Monitoring and observability

OrgStack includes Spring Boot Actuator for comprehensive monitoring and observability. This guide covers setting up health checks, metrics collection, and production monitoring.

Spring Boot Actuator

Spring Boot Actuator is included in the application’s dependencies:

<dependency>
  <groupId>org.springframework.boot</groupId>
  <artifactId>spring-boot-starter-actuator</artifactId>
</dependency>

Actuator provides production-ready features including:

Health check endpoints
Application metrics
HTTP request tracing
JVM and system metrics
Custom application-specific metrics

Health check endpoints

Actuator exposes health information through HTTP endpoints that you can use for load balancer checks, container orchestration, and monitoring systems.

Basic configuration

Add these settings to application.properties:

# Enable health endpoint
management.endpoints.web.exposure.include=health,info,metrics,prometheus
management.endpoint.health.show-details=when-authorized
management.endpoint.health.probes.enabled=true

# Customize management port (optional - use different port than main app)
management.server.port=8081

Using a separate management port (8081) allows you to expose health checks to internal networks while keeping the main application (8080) behind a firewall.

Available health endpoints

/actuator/health - Overall health status

Returns aggregated health status of all components:

curl http://localhost:8080/actuator/health

Response:

{
  "status": "UP",
  "components": {
    "db": {
      "status": "UP",
      "details": {
        "database": "PostgreSQL",
        "validationQuery": "isValid()"
      }
    },
    "diskSpace": {
      "status": "UP",
      "details": {
        "total": 499963174912,
        "free": 336889606144,
        "threshold": 10485760,
        "exists": true
      }
    },
    "ping": {
      "status": "UP"
    }
  }
}

Status codes:

200 OK when status is UP
503 Service Unavailable when status is DOWN or OUT_OF_SERVICE

/actuator/health/liveness - Kubernetes liveness probe

Indicates whether the application is running and should be restarted if unhealthy:

curl http://localhost:8080/actuator/health/liveness

Response:

{
  "status": "UP"
}

Use this for Kubernetes livenessProbe configuration.
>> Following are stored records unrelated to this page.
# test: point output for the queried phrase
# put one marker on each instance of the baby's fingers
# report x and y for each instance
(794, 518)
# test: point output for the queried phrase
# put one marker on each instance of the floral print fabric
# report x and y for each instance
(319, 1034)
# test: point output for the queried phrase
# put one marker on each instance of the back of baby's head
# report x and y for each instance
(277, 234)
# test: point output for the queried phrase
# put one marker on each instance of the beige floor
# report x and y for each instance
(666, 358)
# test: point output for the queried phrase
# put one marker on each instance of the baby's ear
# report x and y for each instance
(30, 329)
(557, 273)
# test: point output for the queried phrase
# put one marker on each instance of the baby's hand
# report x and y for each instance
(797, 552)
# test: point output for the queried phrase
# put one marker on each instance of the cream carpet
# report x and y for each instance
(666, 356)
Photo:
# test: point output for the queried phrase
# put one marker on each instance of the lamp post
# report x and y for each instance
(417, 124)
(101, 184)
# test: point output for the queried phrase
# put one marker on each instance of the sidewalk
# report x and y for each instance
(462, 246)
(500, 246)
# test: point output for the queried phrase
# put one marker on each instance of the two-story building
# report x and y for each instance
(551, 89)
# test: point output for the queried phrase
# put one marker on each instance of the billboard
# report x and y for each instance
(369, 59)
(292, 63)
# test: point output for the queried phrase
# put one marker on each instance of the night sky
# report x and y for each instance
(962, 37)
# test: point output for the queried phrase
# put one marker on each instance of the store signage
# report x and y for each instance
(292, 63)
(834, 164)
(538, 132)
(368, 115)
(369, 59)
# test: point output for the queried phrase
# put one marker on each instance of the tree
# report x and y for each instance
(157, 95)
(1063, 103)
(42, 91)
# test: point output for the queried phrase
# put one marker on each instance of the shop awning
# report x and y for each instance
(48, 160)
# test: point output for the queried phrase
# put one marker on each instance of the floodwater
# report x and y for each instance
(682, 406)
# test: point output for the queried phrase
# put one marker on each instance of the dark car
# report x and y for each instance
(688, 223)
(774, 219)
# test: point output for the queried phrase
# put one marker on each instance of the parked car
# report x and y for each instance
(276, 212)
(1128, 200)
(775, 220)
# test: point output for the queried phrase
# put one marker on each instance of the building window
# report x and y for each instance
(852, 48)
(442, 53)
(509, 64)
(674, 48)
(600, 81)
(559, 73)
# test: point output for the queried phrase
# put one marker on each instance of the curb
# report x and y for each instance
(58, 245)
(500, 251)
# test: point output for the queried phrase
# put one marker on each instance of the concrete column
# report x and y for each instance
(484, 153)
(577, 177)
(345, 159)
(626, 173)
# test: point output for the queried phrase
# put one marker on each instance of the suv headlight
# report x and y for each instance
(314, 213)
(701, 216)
/actuator/health/readiness - Kubernetes readiness probe

Indicates whether the application is ready to accept traffic:

curl http://localhost:8080/actuator/health/readiness

Response:

{
  "status": "UP"
}

Use this for Kubernetes readinessProbe configuration. The application is marked as not ready if:

Database connection is unavailable
Required external services are down
Application is shutting down

Load balancer health checks

Configure your load balancer to use the health endpoint:

Choose the health endpoint

Use /actuator/health for general health or /actuator/health/readiness for more accurate traffic routing.

Configure check interval

Set appropriate intervals to balance responsiveness and overhead:

Interval: 10-30 seconds
Timeout: 5 seconds
Unhealthy threshold: 2-3 consecutive failures
Healthy threshold: 2 consecutive successes

Set up monitoring alerts

Alert when instances fail health checks:

# Example: monitor with curl
if ! curl -f http://localhost:8080/actuator/health > /dev/null 2>&1; then
  echo "Health check failed" | mail -s "OrgStack Alert" [email protected]
fi

Never expose /actuator/health with show-details=always in production without authentication. Health details can reveal sensitive information about your infrastructure.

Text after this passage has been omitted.